I want to move things a bit around. So if this is still settling, maybe hold off on the release notes for a bit. Right now, you would add an 14197.improvement.rst file (actually its improvements at the moment, but I wish to change it) into the changelog folder. I will move that to doc/release/upcoming_changes if everyone is fine with that.

It should then be formatted as:

``my_new_feature`` option for `my_favorite_function`
----------------------------------------------------
The ``my_new_feature`` option is now available for `my_favorite_function`.
To use it, write ``np.my_favorite_function(..., my_new_feature=True)``.

(but if you are quick, just go ahead and I will fix it up/move things around as necessary, the small issue is that right now towncrier does not really support the way we write our release notes).

@charris
Copy link
Member

charris commented Aug 6, 2019

I went ahead and posted to the list.

@zoj613
Copy link
Contributor Author

zoj613 commented Aug 6, 2019

I went ahead and posted to the list.

Thanks a lot. sorry about that. I haven't had the chance to push the required changes until now.

@seberg
Copy link
Member

seberg commented Aug 6, 2019

I think you are currently editing mtrand.pyx, but these changes should be in generator.pyx to mainly affect the new API. We could expose it to the old API, but in that case the default should probably be "legacy" (although, maybe we should not, give everyone a reason to switch over).

@zoj613
Copy link
Contributor Author

zoj613 commented Aug 6, 2019

I am getting errors while running the tests on macOS after merging the latest changes from the master branch. I get a ERROR: refguide or doctests have errors with exception ValueError: shapes (2,2) and (9,2) not aligned: 2 (dim 1) != 9 (dim 0). Can someone help me with this error?

@zoj613
Copy link
Contributor Author

zoj613 commented Aug 6, 2019

I think you are currently editing mtrand.pyx, but these changes should be in generator.pyx to mainly affect the new API. We could expose it to the old API, but in that case the default should probably be "legacy" (although, maybe we should not, give everyone a reason to switch over).

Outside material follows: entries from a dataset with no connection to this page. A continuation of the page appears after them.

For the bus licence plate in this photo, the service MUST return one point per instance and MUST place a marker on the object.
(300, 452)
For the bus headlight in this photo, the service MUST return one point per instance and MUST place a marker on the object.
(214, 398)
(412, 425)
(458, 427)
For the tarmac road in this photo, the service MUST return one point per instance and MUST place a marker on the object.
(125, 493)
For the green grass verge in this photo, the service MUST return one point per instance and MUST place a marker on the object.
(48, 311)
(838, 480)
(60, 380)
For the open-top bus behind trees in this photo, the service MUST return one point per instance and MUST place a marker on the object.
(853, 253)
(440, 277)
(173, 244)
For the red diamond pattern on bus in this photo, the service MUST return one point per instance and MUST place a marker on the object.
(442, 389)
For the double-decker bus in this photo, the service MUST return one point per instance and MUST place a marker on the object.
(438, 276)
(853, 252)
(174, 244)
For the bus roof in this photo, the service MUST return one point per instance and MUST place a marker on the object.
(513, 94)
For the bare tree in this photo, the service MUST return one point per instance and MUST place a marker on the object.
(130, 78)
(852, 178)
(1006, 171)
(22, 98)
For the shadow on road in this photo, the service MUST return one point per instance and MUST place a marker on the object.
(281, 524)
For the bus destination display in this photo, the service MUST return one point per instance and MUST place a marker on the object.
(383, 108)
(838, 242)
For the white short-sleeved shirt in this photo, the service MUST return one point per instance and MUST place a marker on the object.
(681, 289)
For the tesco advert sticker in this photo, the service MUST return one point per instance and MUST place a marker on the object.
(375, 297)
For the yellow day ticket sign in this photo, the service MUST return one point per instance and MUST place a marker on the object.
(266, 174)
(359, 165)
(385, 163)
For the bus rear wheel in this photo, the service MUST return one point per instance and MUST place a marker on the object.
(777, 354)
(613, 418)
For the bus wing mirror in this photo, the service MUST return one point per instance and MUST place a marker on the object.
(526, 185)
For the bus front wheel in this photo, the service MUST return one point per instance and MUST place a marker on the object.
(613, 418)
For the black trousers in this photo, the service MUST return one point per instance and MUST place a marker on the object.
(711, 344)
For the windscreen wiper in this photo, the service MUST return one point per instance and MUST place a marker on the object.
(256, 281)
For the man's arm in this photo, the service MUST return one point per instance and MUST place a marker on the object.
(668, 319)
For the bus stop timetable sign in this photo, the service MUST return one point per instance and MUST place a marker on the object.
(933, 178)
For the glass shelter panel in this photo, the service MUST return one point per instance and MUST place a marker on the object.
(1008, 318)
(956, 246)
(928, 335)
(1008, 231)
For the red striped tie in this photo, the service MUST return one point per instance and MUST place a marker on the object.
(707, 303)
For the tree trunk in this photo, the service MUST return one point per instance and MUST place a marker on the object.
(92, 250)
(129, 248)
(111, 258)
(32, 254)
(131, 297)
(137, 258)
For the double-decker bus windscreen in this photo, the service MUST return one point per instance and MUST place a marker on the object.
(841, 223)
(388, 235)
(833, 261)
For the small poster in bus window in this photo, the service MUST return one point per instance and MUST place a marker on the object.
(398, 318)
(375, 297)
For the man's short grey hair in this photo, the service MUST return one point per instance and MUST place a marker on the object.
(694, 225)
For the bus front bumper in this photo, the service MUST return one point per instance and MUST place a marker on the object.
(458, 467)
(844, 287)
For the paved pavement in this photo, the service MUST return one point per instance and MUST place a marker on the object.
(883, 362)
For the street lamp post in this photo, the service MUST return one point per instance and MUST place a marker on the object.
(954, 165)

should I then leave the function in mtrand.pyx as it was before the PR?

@seberg
Copy link
Member

seberg commented Aug 6, 2019

@zoj613, probably, although you could leave the change for now and just change the mode default to "legacy". I am not sure which option I prefer, both will do.

@zoj613 zoj613 changed the title Multivariate normal speedups ENH: Multivariate normal speedups Aug 6, 2019
@eric-wieser
Copy link
Member

eric-wieser commented Aug 7, 2019

I'm not really sure I like including mode='factor' with the other modes - all the others produce the same distribution via a different routine, but mode='factor' takes a fundamentally different set of arguments.

So I think I prefer a spelling closer to the earlier revision,

  • multivariate_normal(mean, cov, factor=<factor>)
  • multivariate_normal(mean, cov, factor_method='svd')

Another option would be

  • multivariate_normal(mean, cov, factor_method='svd')
  • multivariate_normal.from_factor(mean, cov_factor)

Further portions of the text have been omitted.